Computed Tomography (CT) scan, which produces 3D volumetric medical data that can be viewed as hundreds of cross-sectional images (a.k.a. slices), provides detailed anatomical information for diagnosis. For radiologists, creating CT radiology reports is time-consuming and error-prone. A visual question answering (VQA) system that can answer radiologists' questions about some anatomical regions on the CT scan and even automatically generate a radiology report is urgently needed. However, existing VQA systems cannot adequately handle the CT radiology question answering (CTQA) task for: (1) anatomic complexity makes CT images difficult to understand; (2) spatial relationship across hundreds slices is difficult to capture. To address these issues, this paper proposes CT-Agent, a multimodal agentic framework for CTQA. CT-Agent adopts anatomically independent tools to break down the anatomic complexity; furthermore, it efficiently captures the across-slice spatial relationship with a global-local token compression strategy. Experimental results on two 3D chest CT datasets, CT-RATE and RadGenome-ChestCT, verify the superior performance of CT-Agent.

Paper Structure

This paper contains 32 sections, 15 equations, 4 figures, 4 tables.

Figures (4)

  • Figure 1: Overall architecture of CT-Agent.
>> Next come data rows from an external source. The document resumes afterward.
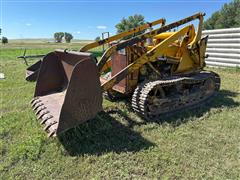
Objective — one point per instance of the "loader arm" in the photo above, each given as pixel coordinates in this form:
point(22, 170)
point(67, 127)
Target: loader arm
point(123, 34)
point(144, 36)
point(150, 56)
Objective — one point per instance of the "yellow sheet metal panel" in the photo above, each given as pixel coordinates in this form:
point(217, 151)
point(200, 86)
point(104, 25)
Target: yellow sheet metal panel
point(163, 35)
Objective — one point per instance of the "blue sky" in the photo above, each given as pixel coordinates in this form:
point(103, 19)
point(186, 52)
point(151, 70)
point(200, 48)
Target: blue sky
point(87, 19)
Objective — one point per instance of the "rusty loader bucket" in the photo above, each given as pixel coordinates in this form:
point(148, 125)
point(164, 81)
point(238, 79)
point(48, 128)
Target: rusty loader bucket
point(68, 91)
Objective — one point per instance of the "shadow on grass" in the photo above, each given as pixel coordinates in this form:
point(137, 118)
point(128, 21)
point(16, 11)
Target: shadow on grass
point(97, 53)
point(100, 135)
point(106, 134)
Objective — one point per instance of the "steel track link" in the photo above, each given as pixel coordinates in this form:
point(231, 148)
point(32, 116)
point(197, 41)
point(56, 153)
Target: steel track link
point(140, 95)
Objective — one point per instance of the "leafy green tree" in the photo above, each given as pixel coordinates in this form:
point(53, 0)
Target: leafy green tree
point(130, 23)
point(68, 37)
point(227, 17)
point(4, 40)
point(97, 38)
point(58, 37)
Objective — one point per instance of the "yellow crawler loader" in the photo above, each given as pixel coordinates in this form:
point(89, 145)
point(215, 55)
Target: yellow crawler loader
point(159, 71)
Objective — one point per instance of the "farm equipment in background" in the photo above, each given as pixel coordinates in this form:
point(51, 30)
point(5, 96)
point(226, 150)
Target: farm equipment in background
point(158, 71)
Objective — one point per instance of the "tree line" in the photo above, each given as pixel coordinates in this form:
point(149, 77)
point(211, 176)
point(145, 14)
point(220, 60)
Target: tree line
point(58, 36)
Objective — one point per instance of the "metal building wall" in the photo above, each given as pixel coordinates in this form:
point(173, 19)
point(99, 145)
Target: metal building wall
point(223, 47)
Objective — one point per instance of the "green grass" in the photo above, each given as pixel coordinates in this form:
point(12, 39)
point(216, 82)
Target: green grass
point(197, 143)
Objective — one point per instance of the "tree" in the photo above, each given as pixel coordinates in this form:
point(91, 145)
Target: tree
point(97, 38)
point(4, 40)
point(58, 37)
point(130, 23)
point(227, 17)
point(68, 37)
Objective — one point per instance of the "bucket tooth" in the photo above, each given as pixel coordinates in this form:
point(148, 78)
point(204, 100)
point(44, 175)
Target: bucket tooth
point(52, 134)
point(37, 106)
point(35, 98)
point(48, 125)
point(42, 113)
point(44, 119)
point(68, 91)
point(52, 130)
point(38, 110)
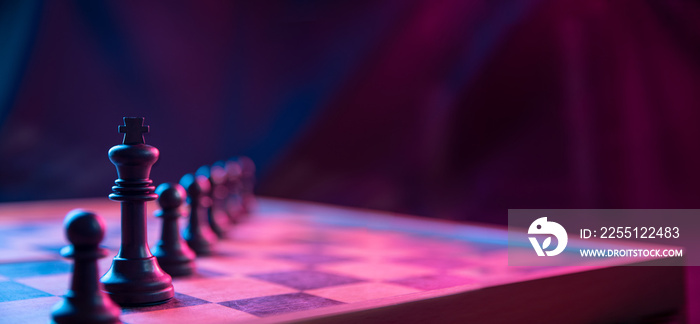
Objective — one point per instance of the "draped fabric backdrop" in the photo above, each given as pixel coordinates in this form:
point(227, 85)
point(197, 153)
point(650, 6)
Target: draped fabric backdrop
point(455, 109)
point(449, 108)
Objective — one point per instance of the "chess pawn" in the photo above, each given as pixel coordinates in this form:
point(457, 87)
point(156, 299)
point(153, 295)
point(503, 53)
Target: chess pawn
point(85, 302)
point(199, 238)
point(213, 175)
point(172, 252)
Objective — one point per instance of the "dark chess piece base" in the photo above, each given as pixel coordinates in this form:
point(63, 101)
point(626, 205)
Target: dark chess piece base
point(134, 282)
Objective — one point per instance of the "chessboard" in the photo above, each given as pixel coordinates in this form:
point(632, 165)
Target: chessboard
point(296, 261)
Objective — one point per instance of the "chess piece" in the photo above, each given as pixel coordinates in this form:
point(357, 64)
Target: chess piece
point(85, 302)
point(199, 238)
point(135, 277)
point(214, 176)
point(172, 252)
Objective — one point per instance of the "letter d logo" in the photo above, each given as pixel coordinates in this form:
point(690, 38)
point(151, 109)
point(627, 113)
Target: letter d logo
point(542, 226)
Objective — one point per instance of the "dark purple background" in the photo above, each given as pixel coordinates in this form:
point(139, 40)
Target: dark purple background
point(454, 109)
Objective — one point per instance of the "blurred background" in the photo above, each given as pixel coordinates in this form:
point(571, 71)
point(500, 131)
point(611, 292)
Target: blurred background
point(453, 109)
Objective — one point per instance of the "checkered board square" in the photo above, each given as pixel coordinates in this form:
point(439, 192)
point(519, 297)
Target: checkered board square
point(294, 261)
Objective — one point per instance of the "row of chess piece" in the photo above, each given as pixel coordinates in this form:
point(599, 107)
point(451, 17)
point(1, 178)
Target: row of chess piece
point(223, 192)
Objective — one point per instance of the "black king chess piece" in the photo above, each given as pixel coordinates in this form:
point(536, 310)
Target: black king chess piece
point(85, 302)
point(135, 278)
point(172, 252)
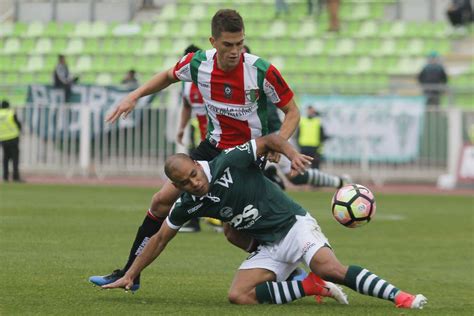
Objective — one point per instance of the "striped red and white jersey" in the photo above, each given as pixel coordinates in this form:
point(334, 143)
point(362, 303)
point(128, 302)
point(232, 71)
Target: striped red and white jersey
point(193, 97)
point(236, 101)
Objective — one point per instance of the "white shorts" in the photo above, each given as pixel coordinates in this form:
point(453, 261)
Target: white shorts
point(300, 244)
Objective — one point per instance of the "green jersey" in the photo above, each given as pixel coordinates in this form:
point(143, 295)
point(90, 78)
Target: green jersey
point(241, 195)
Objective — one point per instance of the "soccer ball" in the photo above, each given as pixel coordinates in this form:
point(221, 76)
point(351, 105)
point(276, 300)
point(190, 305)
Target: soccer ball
point(353, 205)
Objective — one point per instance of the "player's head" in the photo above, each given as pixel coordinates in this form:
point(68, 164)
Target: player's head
point(186, 174)
point(5, 104)
point(191, 49)
point(227, 37)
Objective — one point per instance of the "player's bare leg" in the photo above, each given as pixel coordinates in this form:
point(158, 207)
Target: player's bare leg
point(161, 204)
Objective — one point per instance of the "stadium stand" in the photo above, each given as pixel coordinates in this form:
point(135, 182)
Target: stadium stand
point(369, 55)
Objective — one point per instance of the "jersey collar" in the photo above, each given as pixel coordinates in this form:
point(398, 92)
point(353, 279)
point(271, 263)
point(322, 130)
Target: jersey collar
point(207, 170)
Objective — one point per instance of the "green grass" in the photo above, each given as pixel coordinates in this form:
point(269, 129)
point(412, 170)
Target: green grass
point(52, 238)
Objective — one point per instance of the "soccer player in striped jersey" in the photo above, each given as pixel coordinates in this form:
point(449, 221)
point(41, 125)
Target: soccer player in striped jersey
point(235, 88)
point(232, 189)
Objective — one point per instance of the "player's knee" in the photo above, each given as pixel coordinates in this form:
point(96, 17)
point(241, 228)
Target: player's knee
point(160, 207)
point(333, 270)
point(235, 297)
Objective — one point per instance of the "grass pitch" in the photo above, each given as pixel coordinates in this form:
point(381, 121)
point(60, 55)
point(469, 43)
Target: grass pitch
point(52, 238)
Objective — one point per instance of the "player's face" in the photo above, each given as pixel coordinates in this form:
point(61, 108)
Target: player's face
point(229, 48)
point(192, 179)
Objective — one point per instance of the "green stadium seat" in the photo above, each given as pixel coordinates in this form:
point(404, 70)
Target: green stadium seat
point(367, 29)
point(35, 29)
point(127, 29)
point(83, 64)
point(277, 29)
point(168, 12)
point(344, 46)
point(20, 29)
point(104, 79)
point(74, 46)
point(6, 29)
point(150, 47)
point(27, 45)
point(189, 29)
point(12, 46)
point(91, 46)
point(43, 46)
point(159, 29)
point(34, 64)
point(314, 47)
point(198, 12)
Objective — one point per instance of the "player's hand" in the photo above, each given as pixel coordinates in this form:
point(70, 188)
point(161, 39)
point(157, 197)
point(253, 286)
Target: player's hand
point(299, 163)
point(123, 109)
point(273, 156)
point(179, 137)
point(124, 283)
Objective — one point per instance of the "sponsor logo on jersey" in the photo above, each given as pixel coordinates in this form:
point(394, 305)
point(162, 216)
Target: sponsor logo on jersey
point(232, 110)
point(226, 179)
point(248, 218)
point(252, 95)
point(195, 208)
point(183, 71)
point(227, 91)
point(273, 95)
point(211, 197)
point(226, 212)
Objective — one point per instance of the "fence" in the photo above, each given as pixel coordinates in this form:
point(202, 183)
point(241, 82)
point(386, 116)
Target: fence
point(54, 141)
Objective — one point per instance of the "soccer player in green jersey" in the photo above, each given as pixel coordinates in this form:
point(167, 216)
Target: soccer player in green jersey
point(233, 189)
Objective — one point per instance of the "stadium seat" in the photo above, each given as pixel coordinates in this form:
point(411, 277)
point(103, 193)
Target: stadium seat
point(43, 46)
point(12, 46)
point(83, 64)
point(35, 63)
point(6, 29)
point(35, 29)
point(104, 79)
point(74, 46)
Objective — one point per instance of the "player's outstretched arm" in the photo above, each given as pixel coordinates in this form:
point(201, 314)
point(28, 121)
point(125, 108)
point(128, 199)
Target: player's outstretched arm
point(276, 143)
point(291, 120)
point(186, 111)
point(157, 83)
point(152, 250)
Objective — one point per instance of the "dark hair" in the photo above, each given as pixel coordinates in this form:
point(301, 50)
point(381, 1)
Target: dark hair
point(191, 49)
point(226, 20)
point(5, 104)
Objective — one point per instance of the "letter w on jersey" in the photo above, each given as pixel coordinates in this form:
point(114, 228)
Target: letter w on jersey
point(226, 179)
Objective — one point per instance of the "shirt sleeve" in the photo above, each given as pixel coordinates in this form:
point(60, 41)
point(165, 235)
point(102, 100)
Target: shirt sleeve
point(276, 88)
point(182, 69)
point(240, 156)
point(178, 215)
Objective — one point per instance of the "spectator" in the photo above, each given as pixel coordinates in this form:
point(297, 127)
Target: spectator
point(333, 10)
point(281, 7)
point(62, 77)
point(130, 81)
point(311, 136)
point(433, 79)
point(460, 13)
point(10, 129)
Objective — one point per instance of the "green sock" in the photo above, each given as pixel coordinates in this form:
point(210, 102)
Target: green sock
point(279, 292)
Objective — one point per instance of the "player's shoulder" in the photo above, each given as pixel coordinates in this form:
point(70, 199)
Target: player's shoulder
point(256, 61)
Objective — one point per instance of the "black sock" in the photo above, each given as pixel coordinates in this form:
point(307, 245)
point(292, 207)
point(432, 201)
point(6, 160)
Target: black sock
point(151, 224)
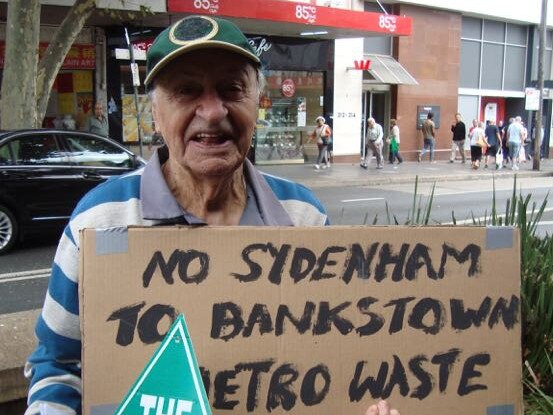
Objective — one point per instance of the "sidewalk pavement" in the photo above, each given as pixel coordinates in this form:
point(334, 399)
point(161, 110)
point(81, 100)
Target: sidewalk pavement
point(19, 327)
point(353, 175)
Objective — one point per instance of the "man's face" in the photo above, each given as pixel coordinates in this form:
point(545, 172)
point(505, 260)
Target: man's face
point(205, 107)
point(98, 110)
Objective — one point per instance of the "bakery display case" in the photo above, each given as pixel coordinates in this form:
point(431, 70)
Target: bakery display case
point(278, 137)
point(286, 116)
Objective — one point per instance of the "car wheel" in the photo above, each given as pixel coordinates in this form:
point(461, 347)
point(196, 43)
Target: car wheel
point(8, 229)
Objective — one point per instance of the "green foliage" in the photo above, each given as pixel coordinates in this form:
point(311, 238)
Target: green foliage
point(536, 264)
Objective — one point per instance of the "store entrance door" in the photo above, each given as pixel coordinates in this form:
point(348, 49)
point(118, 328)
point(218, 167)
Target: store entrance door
point(375, 104)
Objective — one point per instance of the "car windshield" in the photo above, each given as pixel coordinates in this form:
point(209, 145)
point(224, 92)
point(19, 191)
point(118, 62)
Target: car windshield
point(91, 151)
point(36, 149)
It consists of three modules: planning module, action space, and memory module. The planning module is driven by a LLM and is responsible for identifying the task type (Report Generation or Anatomy-level QA), parsing user inputs, locating the involved anatomical region, dispatching appropriate tool modules, and planning how to select few-shot exemplars. The action space includes a set of anatomy-aware plugins, each specialized for a different anatomical region, few-shot selection tool and query normalization tool for query selection and query rewriting. The memory module stores historical queries, planning paths, and prior radiology reports or question-answering results.
  • Figure 2: The pipeline of anatomy-aware reasoning tools. Given a set of axial CT slices, a frozen vision encoder extracts slice-level visual tokens. The token representations are processed through two parallel pathways: (1) Global Token Aggregation (GTA) and (2) Local Token Selection (LTS). The fused tokens are projected through a linear layer and combined with text tokens from the query to form a multimodal input sequence. The final response is generated by a pretrained language model augmented with LoRA plugins, enabling anatomy-specific reasoning and clinically accurate output. During training, the vision encoder and text encoder remain frozen, while the MoE module, Projector, and LoRA adapters are optimized.
  • Figure 3: Semantic retrieval pipeline for few-shot prompting. The current case’s anatomy-level outputs are encoded into a semantic vector and matched against a vector index constructed from historical reports. Top-matching exemplars are retrieved and prepended to the input prompt for final report generation.
  • Figure 4: Sentence-level comparison among the CT-Agent generated report, baseline generated report and the reference report (ground_truth). Green highlights indicate consistent findings between the two reports. Blue highlights represent mismatches or deviations: When applied to the ground truth, they mark clinically important details that the model failed to include. When appearing in the generated report, they highlight content that does not exist in the reference report, which may suggest redundancy or hallucination. Red highlights indicate statements in the generated report that are factually incorrect or contradictory to the ground truth. Yellow background indicates internally contradictory content within the same generated report.